Гаргантюа и Пантагрюэль — II - Франсуа Рабле
Шрифт:
Интервал:
Закладка:
— Еще того чище, — заметил Пантагрюэль.
Тогда Панург заговорил так:
— Иона андие, гуауса гусветан бегар да эрремедио, бегарде, верзела иссер лан да. Анбатес, отойес наузу, эйн эссасу гурр ай пропозиан ордине ден. Нон несена байта фашерия эгабе, генгерасси бадиа садассу, нура ассия. Аран гондован гуальде айдассу най дассуна. Эсту уссик эгуинан сури гин, эр дарстура эгуи гарм, Геникоа плазар ваду.[51]
— Смилуйся над нами, Геникоа! — воскликнул Эвдемон.
Карпалим же сказал:
— Святой Треньян! Бьюсь об заклад, вы, уж верно, шотландец!
Тут Панург заговорил так:
— Пруг фрест стринст соргдманд строхдт дрдс пагг брледанд Граво Шавиньи Помардьер руст пкальдраг Девиньер близ Нэ, Бкуй кальмух монах друпп дельмейпплистринг дльрнд додельб уп брент лох минк стэринквальд де вине дерс корделис хур джокстстзампенардс.
Эпистемон же ему сказал:
— Друг мой! Вы говорите на языке человеческом или же на языке Патлена? Впрочем, нет, это язык фонарный.
Тогда Панург заговорил так:
— Герре, ий эн спреке андерс геен тэле дан керстен тэле; ми донкт нохтан, аль эн сег ий в нийт эен вордт, миуэн ноот в клэрт генох ват ий беглере; геест ми онит бермхертлихейт йет вар он ий гефут мах цунах.[52]

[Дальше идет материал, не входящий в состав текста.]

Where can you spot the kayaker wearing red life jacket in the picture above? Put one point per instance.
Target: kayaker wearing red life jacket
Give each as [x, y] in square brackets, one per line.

Пантагрюэль же ему сказал:
— Яснее не стало.
Тогда Панург заговорил так:
— Сеньор! Де танто аблар йо сой кансадо. Пор ке суплико а вуэса реверенспа ке мире а лос пресептос эван-хеликос, пара ке эльос муэван вуэса реверенсиа а ло ке эс де консьенсиа, и, си эльос но бастаран пара мовер вуэса реверенсиа а пьедад, суплико ке мире а ла пьедад натураль, ла куаль йо крео ке ле мовра, комо эс де расон, и конэсто но диго мае.[53]
Пантагрюэль же на это заметил:
— Полно, друг мой! Я не сомневаюсь, что вы свободно изъясняетесь на разных языках. Скажите, однако ж, нам, что вам угодно, на таком языке, который мы в состоянии были бы понять.
Тогда путник заговорил так:
— Мин герре, эндог йег мед инхен тунге таледе, лю-гесом буэн, ок ускулиг креатуер, мине клеебон, ок мине легомс магерхед удвисер аллиге кладиг хувад тюнг мег меест бехоф гиререб, сам эр сандерлих мад ок брюкке: хварфор форбарме тег омсудер овермег, ок беф эль at гюффук мег ногет, аф хвилькет йег кан стюре мине грен-дес махе, люгерус сон манд Цврберо ен соппо форсеттр. Соо шаль туе леве ленг ок люксалихт.[54]
— Я полагаю, — вмешался Эвсфен, — что так говорили готы, и, буде на то господня воля, научимся говорить и мы, но только задом.
Тогда путник заговорил так:
— Адони, шолом леха. Им ишар хароб халь хабдеха, бемехера титен ли кикар лехем, какатуб: «Лаах аль Адонай хоненраль».[55]
Эпистемон же на это заметил:
— Вот сейчас я понял, — это язык еврейский, и когда он на нем говорит, он произносит слова, как ритор.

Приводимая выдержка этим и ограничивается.